Cruz couldn't stop there. He had to invoke the KKK, just six months after white supremacists stormed the Capitol on behalf of Cruz's bestie, Donald Trump.
CRUZ: Critical race theory is bigoted, it is a lie and it is every bit as racist as the Klansman in white sheets.
Historian Kevin Kruse responded in an MSNBC op-ed to Cruz's “painfully obvious" nonsense. It's like an esteemed food critic reviewing the new Burger King chicken sandwich. This isn't the best use of his time, but it's still informative.
The Ku Klux Klan's ideology began with the premise that racial differences were an obvious biological and scientific fact and that all human activities had to be organized around that fact; critical race theorists take as their starting point the belief that race is a fiction, that it's an invented concept that has no basis in biology or science.
CRT contends that systems and institutions are racist, not individuals. (Although a MAGA rally might test that theory.) Structural racism is about power. It's more than people disliking each other because of their skin color. Conservatives will often ludicrously claim that racism didn't really exist prior to Barack Obama dividing the nation. Everyone got along swimmingly when Black folks knew their place. The power structure benefitted white people and demanded victims of racism remain silent.
The Klan was a violent white terrorist organization that once wielded significant political power.

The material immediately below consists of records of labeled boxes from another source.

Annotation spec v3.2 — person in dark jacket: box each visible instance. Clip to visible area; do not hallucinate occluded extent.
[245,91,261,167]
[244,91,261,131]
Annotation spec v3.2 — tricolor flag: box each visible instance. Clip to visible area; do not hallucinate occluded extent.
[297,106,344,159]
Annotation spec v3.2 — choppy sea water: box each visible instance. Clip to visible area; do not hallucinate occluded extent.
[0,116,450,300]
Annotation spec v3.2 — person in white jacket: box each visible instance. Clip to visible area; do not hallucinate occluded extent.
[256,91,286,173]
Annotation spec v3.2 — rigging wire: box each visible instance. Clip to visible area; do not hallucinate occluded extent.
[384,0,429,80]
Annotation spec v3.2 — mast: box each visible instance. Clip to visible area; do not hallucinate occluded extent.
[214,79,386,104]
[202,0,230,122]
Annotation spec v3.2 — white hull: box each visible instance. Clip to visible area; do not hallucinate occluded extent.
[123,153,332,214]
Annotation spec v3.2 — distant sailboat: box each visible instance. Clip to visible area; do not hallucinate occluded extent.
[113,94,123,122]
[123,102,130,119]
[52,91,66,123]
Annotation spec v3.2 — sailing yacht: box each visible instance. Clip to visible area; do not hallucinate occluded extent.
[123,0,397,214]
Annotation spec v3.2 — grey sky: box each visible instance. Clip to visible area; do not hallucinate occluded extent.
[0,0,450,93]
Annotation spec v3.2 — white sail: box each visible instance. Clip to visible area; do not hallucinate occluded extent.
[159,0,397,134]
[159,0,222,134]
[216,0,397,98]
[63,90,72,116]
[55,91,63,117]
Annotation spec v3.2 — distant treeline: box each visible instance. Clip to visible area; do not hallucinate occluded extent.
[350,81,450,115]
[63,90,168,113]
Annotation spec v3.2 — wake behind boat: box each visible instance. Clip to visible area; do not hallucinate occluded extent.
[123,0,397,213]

They controlled police departments and acted with impunity, often skating on obvious criminal acts, including murder. Despite what Republicans claim, Black Lives Matter and antifa have nowhere near that level of political influence. They are not an “invisible empire," as the Klan was described in the 1960s.
The January 6 insurrectionists contained a disproportionate number of former military and police officers. That is the more significant, looming threat to national security. The QAnon-friendly GOP is turning Americans against each other with baseless conspiracy theories about the 2020 election and COVID-19 vaccines.
As Essence Political Editor Malaika Jabali explained, critical race theory "is a form of legal scholarship that responded to a pervasive ideology that the law/legal decisions were colorblind." Ignoring racial disparities in the criminal justice system is what's actually racist. If you believe Black people just plain commit crimes at a greater level than white people, then you're the one who's soaking in white supremacy.
Critical race theory, by the way, and despite what you may have heard on Fox News, is taught at the post-graduate level. It's not some rising tide of “wokeness" in public elementary schools. Republicans want to connect critical race theory with Black Lives Matter, as if every BLM protester is a radicalized college student. It's mind-boggling because the public reaction to police violence is based in objective fact. The shit is on video! Meanwhile, a clearly radicalized contingent of Republican voters believe conspiracies so absurd that even CNN's Jim Acosta can only describe them as “bullshit."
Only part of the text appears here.